Yes a shroud will help but did the truck come from the factory with one? If not then you should not have an issue now.
Do you have a spring in the lower radiator hose?
Get the motor up to temp feeling the heater hoses in & out, are they both the same temp? Not turn the heater fan on high and feel the hoses still the same temp?
If so the heater core could be plugged.
Then shut down unless you can feel across the front of the radiator. Now feel across the radiator you should feel the same temp across the whole thing.
If not the radiator is plugged.
If all that checks out good then there could be mud in the block. This mud sits in the bottom of the block and builds up to the point the coolant will not get to the areas of the motor it needs to to pull the heat away to the radiator.
This mud cam be packed in so hard even flushing will not remove it.
I have a motor that is like this and like you every thing has been replaced. A should did help, this car never came with one.
A sign of this is when I got the car the cooling system was mud. Casting plug (freeze plugs) start rusting out and when pulled you can see the mud.
Only way to fix this is to hot tank the block but with 65K I cant see rebuilding it just yet so it sits.
Dave ----
wouldn't a 220deg stat be a little warm for these motors???? 180, 185 maybe
195° F is standard OEM, that's what belongs there. Thermostat sets the lowest average temperature, not the highest, so consequently a colder rating will not really help prevent overheating. It might slow it down a few minutes at best. Increased wear and sludge as well.
I'm my opinion, I wouldn't really on the factory gauge.
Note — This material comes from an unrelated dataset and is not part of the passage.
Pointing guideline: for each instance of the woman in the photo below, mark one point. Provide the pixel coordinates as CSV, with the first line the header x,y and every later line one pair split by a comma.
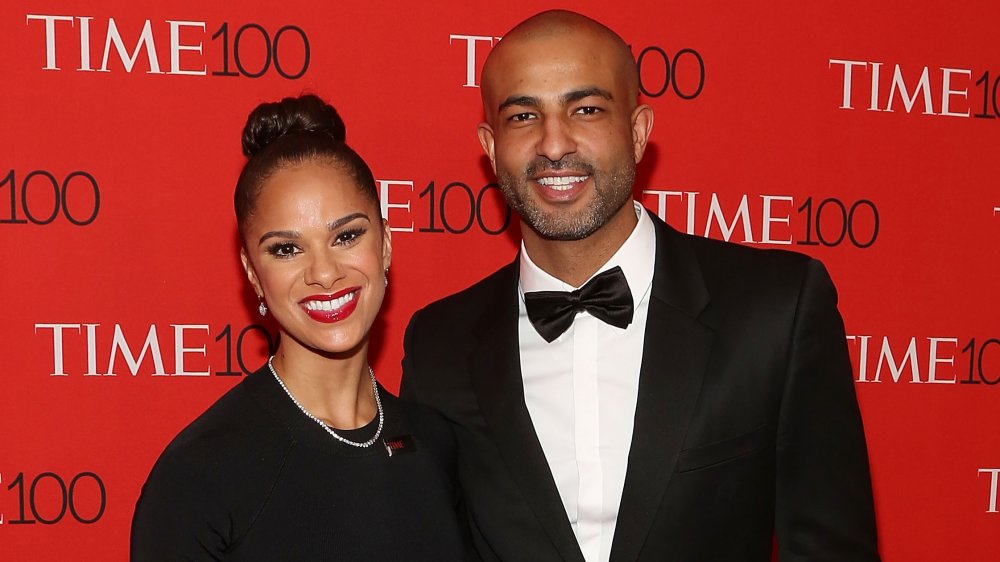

Put in an aftermarket one.
Next:get the correct fan, shroud, and thermostat.
While you've got coolant down for the thermostat, drain the system.
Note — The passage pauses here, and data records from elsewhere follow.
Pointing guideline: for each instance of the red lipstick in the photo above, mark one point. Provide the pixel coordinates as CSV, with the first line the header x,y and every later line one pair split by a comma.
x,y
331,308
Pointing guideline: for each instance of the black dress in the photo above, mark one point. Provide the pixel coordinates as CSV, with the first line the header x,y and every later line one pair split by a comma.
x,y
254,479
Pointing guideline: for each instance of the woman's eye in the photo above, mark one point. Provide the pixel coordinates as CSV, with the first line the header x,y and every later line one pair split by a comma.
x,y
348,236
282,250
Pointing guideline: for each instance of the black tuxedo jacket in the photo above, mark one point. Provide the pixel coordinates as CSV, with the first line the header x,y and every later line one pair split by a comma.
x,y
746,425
Flush the heck out of the system. Use the products designed for that.
Replace your heater core, that thing should cook you out, not barely put out heat. Just replace it after the coolant flush so any junk doesn't plug it.
Replace any old hoses, get a new radiator cap.
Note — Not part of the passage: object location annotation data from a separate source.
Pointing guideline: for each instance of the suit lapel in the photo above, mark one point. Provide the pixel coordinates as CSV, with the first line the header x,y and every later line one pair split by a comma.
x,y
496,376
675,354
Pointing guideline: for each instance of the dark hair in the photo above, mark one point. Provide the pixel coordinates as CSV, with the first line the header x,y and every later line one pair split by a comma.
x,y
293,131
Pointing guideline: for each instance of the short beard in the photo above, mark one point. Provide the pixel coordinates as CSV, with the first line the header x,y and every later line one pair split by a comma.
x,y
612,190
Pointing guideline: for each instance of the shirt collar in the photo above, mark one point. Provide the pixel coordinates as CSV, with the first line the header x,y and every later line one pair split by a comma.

Other than if its a plugged radiator or a lousy water pump, that should solve your problems.
Had similar issues. I replaced every piece of my cooling system. New radiator, new shroud, new solid core fan, new radiator hoses, new water pump, new heater core, new heater hoses, new 165 thermostat, new freeze plugs The 302 had been run on straight water and was full of rust. Before I replaced anything I ran Oxilic acid through the system to help dissolve any rust in the water jackets. Once the acid treatment was done I used a neutraliser "baking soda" and then disposed of the acid correctly. After that I flushed the system and pulled and replaced all of the above parts. I filled the system with about a half a gallon of antifreeze to help with rust prevention right away. Test drove it for about two weeks on the farm. Once I was sure I had no leaks and everythung seemed to be working I drained the system and started the flush process. Thus us where I believe some troubleshooting is being done incorrectly. Even after all of the above work, I ran 30 gallons of water through the system to get the remaining rust from the engine water jackets out. Everything is now working great. The parts that made the most for the cheapest were the fan and shroud. The air will take the easiest route to the fan so it goes under and over. Now I can sit at idle and a very good flow of air if being pulled through the radiator. In the first picture that you posted I can see that the pitch of the fan blades has been compromised, did you bend them in that fashion? If so I don't believe that will work. Someone else on the forum may be able to help with correct pitch. I believe it is 15-17 degrees. Double check that data though. Bent that bad it might be better to replace it.
Last edited by Arktech; Apr 22, 2019 at 09:20 AM.